When I was about five years old and discouraged about some relationship with another child, I asked my parents how to make a friend. My parents were both young, in their twenties, but on this subject they were wise beyond their years.
“To make a friend, be a friend.”
Did my mother say it, or my father?
I can’t remember, but I do remember trying to puzzle out what those words meant.
How do I be a friend? How does a person “be”?
My first take on this advice was simply to “be nice” to someone I wanted to play with. Say “hi” and smile.
Often, this worked out well.
But in school it didn’t take long to discover that some kids didn’t respond. A few were even dismissive. They were the popular ones who had “fans” they enjoyed favoring or disfavoring. I began to recognize that school had a pecking order, and while I was not at the bottom, I would likely never make it to the top. I wrote about this dawning awareness in my childhood memoir.
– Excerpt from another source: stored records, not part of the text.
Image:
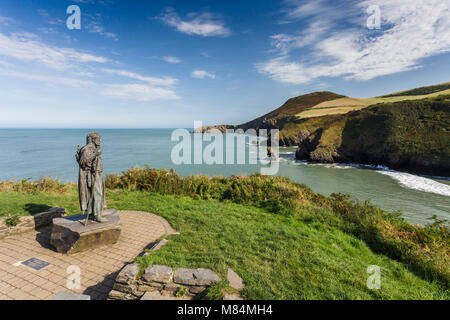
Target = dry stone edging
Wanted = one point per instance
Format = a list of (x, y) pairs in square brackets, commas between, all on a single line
[(31, 223), (161, 281)]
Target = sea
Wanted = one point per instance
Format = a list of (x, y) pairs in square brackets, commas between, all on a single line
[(38, 153)]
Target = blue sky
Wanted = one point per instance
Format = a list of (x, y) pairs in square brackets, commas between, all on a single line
[(148, 64)]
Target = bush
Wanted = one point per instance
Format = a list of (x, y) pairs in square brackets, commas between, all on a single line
[(425, 249)]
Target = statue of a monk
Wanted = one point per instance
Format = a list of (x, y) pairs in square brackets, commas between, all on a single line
[(91, 185)]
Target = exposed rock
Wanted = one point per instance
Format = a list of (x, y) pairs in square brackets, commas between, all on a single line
[(128, 274), (125, 288), (234, 280), (144, 288), (197, 289), (69, 234), (196, 277), (116, 295), (158, 296), (172, 287), (157, 273), (321, 155)]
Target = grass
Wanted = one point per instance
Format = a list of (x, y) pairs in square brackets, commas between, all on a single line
[(347, 104), (278, 256)]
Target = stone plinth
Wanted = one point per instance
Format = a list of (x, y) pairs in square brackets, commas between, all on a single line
[(70, 235)]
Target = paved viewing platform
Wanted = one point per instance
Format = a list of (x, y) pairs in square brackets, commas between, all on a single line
[(99, 267)]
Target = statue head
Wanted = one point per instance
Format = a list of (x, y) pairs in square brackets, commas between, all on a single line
[(93, 137)]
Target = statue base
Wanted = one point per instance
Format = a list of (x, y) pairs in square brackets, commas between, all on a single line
[(70, 235)]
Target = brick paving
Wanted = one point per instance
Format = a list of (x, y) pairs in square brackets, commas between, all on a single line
[(99, 267)]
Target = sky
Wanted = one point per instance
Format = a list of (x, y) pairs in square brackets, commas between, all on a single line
[(165, 64)]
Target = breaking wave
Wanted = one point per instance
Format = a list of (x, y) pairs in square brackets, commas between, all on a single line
[(411, 181)]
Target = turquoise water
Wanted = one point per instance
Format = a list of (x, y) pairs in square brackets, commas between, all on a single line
[(35, 153)]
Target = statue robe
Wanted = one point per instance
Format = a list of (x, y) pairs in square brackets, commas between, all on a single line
[(91, 184)]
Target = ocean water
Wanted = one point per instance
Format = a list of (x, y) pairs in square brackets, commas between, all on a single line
[(35, 153)]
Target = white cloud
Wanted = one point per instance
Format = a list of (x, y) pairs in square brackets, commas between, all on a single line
[(96, 27), (27, 47), (54, 80), (173, 60), (202, 74), (414, 30), (138, 92), (6, 20), (204, 24), (166, 81)]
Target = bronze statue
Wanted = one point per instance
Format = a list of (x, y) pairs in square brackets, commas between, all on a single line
[(91, 185)]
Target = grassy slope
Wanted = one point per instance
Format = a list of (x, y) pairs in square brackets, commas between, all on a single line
[(279, 257), (408, 134), (345, 105)]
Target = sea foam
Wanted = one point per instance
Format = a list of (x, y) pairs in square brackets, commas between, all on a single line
[(411, 181)]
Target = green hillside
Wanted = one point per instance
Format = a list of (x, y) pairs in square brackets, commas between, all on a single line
[(410, 134), (286, 241)]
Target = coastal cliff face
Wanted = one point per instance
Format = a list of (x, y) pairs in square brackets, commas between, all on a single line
[(409, 135), (408, 130)]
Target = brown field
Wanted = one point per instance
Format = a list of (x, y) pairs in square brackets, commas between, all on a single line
[(345, 105)]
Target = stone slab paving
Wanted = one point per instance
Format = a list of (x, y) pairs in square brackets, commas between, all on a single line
[(99, 267)]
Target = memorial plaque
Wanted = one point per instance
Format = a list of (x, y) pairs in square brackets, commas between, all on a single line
[(36, 264)]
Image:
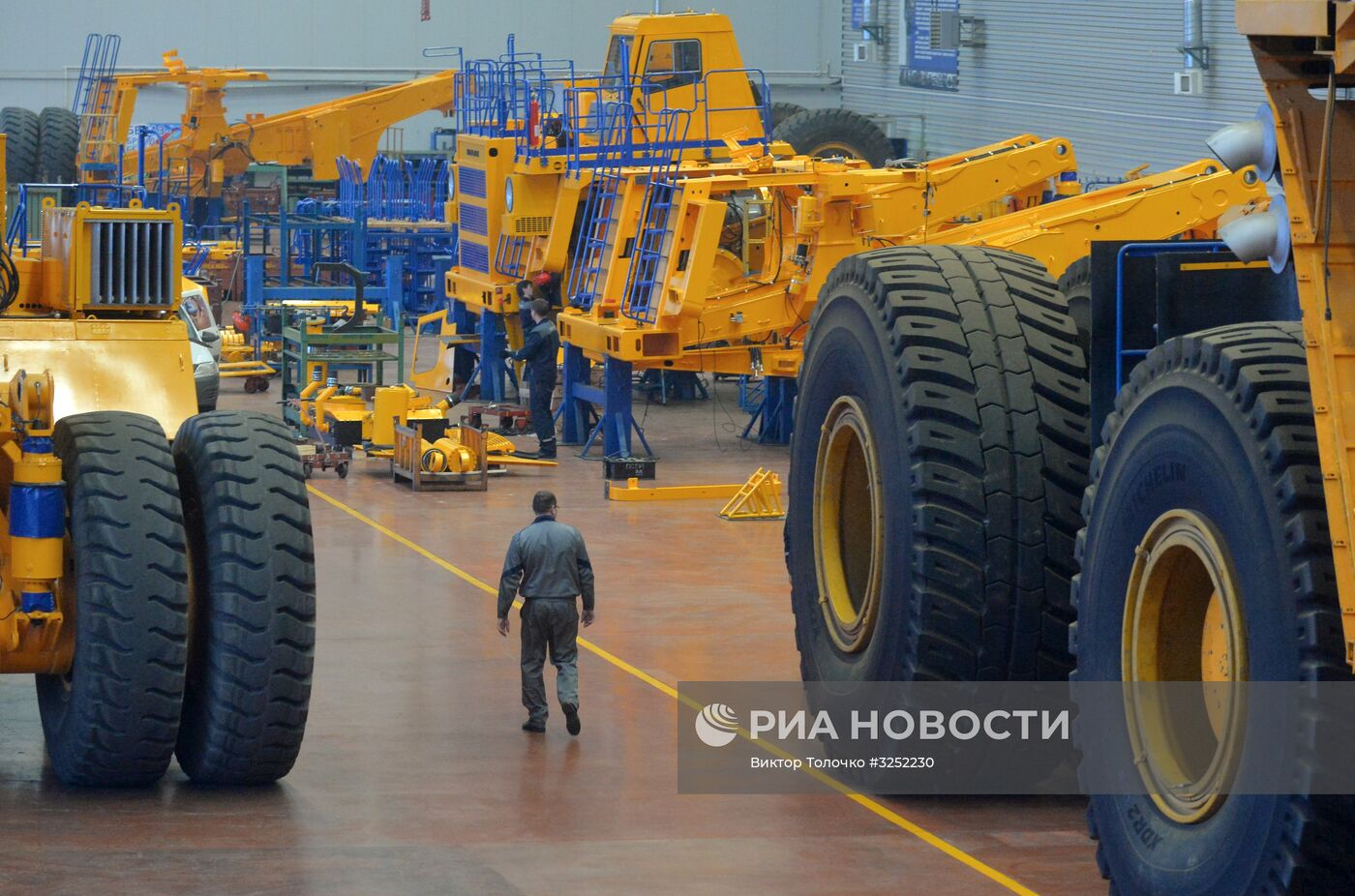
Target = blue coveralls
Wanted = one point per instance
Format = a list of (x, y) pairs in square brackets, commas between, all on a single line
[(541, 350)]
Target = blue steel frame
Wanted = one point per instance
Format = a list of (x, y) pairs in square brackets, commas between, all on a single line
[(774, 416), (1131, 250)]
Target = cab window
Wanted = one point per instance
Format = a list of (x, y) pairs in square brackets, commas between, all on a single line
[(673, 64), (617, 53)]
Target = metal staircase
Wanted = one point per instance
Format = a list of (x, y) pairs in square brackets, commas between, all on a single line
[(595, 244), (94, 104), (653, 235)]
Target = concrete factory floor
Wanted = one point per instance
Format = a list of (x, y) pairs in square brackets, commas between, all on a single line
[(415, 777)]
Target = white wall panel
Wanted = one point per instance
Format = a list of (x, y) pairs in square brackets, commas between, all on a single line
[(1098, 72)]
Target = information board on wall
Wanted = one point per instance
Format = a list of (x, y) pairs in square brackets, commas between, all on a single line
[(924, 58)]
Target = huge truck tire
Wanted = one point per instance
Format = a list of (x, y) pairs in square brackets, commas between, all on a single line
[(1076, 286), (1210, 463), (835, 132), (58, 142), (782, 111), (938, 459), (112, 720), (20, 129), (254, 604)]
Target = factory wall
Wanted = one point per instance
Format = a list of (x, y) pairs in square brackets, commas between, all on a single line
[(1099, 72)]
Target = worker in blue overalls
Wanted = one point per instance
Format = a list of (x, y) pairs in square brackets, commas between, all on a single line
[(541, 352)]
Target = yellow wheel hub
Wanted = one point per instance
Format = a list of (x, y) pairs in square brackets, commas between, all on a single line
[(830, 149), (849, 524), (1183, 622)]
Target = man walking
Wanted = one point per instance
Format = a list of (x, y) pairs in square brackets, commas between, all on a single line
[(549, 565), (541, 350)]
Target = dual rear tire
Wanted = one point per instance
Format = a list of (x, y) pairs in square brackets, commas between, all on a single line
[(190, 583), (1215, 440), (935, 470)]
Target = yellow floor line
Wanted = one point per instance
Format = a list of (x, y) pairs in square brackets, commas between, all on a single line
[(880, 810)]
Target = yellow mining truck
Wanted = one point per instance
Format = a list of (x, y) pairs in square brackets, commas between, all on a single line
[(684, 239), (162, 595), (1217, 544)]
I recently read an article in The Atlantic that convinced me that children today may have even more trouble adjusting to the social side of school than I did — and the the social side is absolutely crucial to the academic side. In “The Real Reason Kids Don’t Like School,” columnist Arthur Brooks says,
Having spent so much of my life on college campuses, I can attest that the need for a best friend does not end after high school. And having just moved to a new community, I feel just a little of the social anxiety that comes from unfamiliarity and uncertainty. “What has changed? Will my old friends still want to hang out with me. Will I be able to make new friends? That question has been answered due to the quality of people in our new environment. We are so lucky that we found a house that shares a wall with these two people.
By having two generous and fun friends we already knew, people who were six months ahead of us in getting to know the rest of the community, we had a great advantage when it came to making other friends. Jack and Gloria invited us to meals with their Lititz friends and introduced me to pickleball, a sport that feels just right for this stage in life. Having a regular time on the courts with the other people nearby who are learning the sport was an automatic entry to an existing social circle.
I was also excited to join my three closest friends (above) from college and to close another circle. All of us grew up in Lancaster County, but we didn’t know each other until we enrolled at Eastern Mennonite College (now University). After we graduated, we scattered — first living in Virginia, then heading to graduate schools in New York, Texas, and Utah. Then we took jobs in Indiana, Virginia, and Pennsylvania. As we retired, we eventually all found our ways back to Pennsylvania. Now we can gather around a table in Lancaster, State College, Lititz, or Mount Joy and pick up just where we left off last time. We’ve already had two lovely long lunches, and we’re looking forward to a third in September. We can also do spontaneous get-to-gethers with one or more members of this group.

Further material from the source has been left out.